MI-730 Micro-Oxygen Electrode (Dip-type)

TOTAL LENGTH	8.6  cm
LEAD LENGTH	2 m
BODY (Outer Diameter)	3 mm
TIP (Outer Diameter)	3 mm
RESPONSE TIME:	less than 20 seconds
DEPTH of IMMERSION:	0.1 mm
SENSITIVITY:	1700 pA in air at 25 C
TEMPERATURE RANGE:	-5°C to 100° C
REFERENCE ELECTRODES TYPE: Solution & Electrode	3M KCI & Ag-AgCI

Calibration of the electrode requires the use of two standard gases with percent values that are close to the percent values of Oxygen to be measured.  Common values used are 0% Oxygen for zeroing and 21% Oxygen (Ambient Air) for sloping or gain.

A.  Calibration for gas samples:

When samples to be measured are gaseous, then calibration should be performed with humidified gases.  Two possible setups for calibrating the electrode are shown below.  Keep the tip of the electrode as far as possible from the surface of the water.  The bubbling rate of the gas should be slow (3 - 6 bubbles per second).  Although  bubbling at a faster rate will flush the chamber more quickly, it will also cause a cooling effect on the electrode.

1.  Bubble the 0% gas through the chamber and adjust the zero of the meter after a stable reading is obtained.  It may take up to 15 minutes to de-gas the chamber of contaminants, however bubbling the gas vigorously will cause droplets to collect on the tip of the electrode.  This will make the electrode response time appear to be slow.

2.  Bubble the 21% gas (or any other percent value you decided to use for your application) through the chamber until a stable reading is obtained.  Adjust the calibration control to 21%. 

This procedure of alternating between the two gases should be continued until you become confident of stability and reproducibility.  The electrode is now ready to use.

B.  Calibration for liquid samples

To decrease calibration time, two separate calibration chambers should be used.  One for the 0% gas and another for the sloping gas such as 21%.  When setting up the calibration chambers initially, it will take up to 30 minutes to flush each chamber to obtain a steady state oxygen level and a constant temperature.  Again the bubbling rate should be carefully regulated (3 - 6 bubbles per second) so that both calibrating liquids are at the same temperature.

Calibrating standards and samples must be at the same temperature for accurate Oxygen measurements.

1.  Immerse the tip of the electrode into the 0% standard and adjust the zero of the meter after a stable reading is obtained.

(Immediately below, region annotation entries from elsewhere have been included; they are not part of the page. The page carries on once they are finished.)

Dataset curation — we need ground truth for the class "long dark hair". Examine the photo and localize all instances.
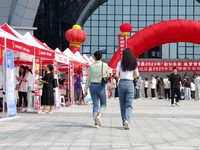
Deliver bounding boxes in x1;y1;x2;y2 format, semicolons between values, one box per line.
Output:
121;48;137;71
19;66;26;78
47;64;54;77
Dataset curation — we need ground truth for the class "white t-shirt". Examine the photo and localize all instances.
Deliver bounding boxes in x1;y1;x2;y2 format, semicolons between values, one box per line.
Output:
190;82;195;91
18;74;27;92
151;78;156;89
116;61;138;80
112;78;116;88
26;71;33;87
144;81;148;88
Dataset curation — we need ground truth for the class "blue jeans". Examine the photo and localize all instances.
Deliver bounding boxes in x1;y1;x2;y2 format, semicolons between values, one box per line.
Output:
90;82;106;120
118;79;134;125
112;87;115;97
27;86;33;109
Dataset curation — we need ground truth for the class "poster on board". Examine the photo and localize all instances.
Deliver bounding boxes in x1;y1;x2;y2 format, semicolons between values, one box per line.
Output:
4;50;17;118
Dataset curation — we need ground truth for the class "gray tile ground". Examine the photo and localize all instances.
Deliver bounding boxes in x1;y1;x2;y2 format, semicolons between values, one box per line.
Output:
0;99;200;150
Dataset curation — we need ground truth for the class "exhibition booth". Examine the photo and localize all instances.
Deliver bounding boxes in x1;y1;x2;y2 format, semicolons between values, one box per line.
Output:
0;24;92;117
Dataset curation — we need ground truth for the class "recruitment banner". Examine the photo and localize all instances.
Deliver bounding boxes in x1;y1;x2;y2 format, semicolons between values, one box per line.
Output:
34;58;40;111
138;60;200;72
118;34;127;51
4;50;17;118
0;46;3;66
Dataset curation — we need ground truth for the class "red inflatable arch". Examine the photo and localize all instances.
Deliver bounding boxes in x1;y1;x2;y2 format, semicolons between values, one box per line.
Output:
109;20;200;68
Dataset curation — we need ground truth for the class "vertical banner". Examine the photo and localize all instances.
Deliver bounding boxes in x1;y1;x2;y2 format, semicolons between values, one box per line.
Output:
0;46;3;66
53;60;61;109
34;58;42;111
4;50;17;118
81;66;92;104
118;34;127;51
69;62;74;105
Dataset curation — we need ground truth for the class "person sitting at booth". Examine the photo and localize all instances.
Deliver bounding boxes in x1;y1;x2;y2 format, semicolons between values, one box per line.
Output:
58;75;65;89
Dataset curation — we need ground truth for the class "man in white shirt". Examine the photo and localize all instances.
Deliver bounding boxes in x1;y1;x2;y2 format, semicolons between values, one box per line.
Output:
25;66;33;112
150;75;156;99
163;75;170;101
194;74;200;102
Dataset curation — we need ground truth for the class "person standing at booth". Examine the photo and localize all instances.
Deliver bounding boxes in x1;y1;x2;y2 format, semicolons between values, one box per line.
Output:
116;48;139;130
38;64;54;114
16;66;28;112
84;51;109;128
25;66;33;112
169;67;182;107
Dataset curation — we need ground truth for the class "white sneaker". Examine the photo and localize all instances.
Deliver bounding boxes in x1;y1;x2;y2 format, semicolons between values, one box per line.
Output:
175;102;179;106
171;104;176;107
124;121;130;130
94;124;100;129
26;108;31;112
97;116;102;127
21;108;26;112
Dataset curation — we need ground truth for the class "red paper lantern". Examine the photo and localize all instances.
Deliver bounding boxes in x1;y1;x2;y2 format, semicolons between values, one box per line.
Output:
119;23;133;35
65;25;87;53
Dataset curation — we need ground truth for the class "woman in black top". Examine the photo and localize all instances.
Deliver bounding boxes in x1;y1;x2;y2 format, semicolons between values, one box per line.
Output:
38;65;54;114
184;78;191;100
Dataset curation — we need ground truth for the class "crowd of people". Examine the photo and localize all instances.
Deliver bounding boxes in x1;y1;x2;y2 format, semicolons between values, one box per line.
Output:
144;67;200;106
15;66;33;112
12;48;200;130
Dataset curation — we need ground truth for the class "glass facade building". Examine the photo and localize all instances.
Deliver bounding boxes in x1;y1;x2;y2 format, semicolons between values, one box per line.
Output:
81;0;200;59
34;0;200;59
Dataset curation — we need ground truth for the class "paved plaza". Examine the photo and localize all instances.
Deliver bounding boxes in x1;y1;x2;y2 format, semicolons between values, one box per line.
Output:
0;99;200;150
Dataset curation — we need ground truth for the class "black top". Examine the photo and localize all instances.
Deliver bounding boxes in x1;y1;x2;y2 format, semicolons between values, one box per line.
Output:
169;73;181;89
185;82;190;88
41;73;54;106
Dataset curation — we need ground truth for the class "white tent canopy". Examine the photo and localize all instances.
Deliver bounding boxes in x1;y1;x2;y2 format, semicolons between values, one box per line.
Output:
75;51;89;64
63;48;85;63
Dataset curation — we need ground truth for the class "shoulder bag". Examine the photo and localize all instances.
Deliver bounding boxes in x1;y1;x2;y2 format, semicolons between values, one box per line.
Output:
101;63;108;85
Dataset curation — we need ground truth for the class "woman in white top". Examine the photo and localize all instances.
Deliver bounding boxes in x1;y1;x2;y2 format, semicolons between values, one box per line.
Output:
16;66;28;112
116;48;139;130
191;78;195;100
25;66;33;112
111;76;117;98
144;78;148;98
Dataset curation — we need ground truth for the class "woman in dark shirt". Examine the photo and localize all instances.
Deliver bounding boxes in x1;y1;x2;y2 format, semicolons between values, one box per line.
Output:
38;65;54;114
185;78;191;100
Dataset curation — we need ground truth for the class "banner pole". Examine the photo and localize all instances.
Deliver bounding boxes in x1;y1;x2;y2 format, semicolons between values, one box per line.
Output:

2.  Remove the electrode from the first standard and place it into the second standard.  Adjust the calibration control to the value of the second standard (ex: 21%)

Alternate between the two standards until you become confident of stability and reproducibility.  The electrode is now ready to use.

Using any electrode in solutions containing protein requires the electrode be rinsed with an enzyme cleaning solution.

 

After each use, we recommend cleaning our electrodes with Terg-a-zyme (Alconox, Inc.) or a chromic/sulfuric acid glass cleaning solution by submerging the electrodes for a couple of minutes in order to remove all protein from the glass and reference junction.

 

This will prolong the useful life of the electrodes.

Always clean the microelectrode before storing:

 

• Long-term (over 2 weeks): Return the probe to its original container and prepare it in the same condition in which you received it.  Usually this means simply moistening the sponge located in the bottom of the protective glass tube with pH 4 buffer.

 

• Short-term: The probe can be left in an acid pH buffer solution (pH 4.01).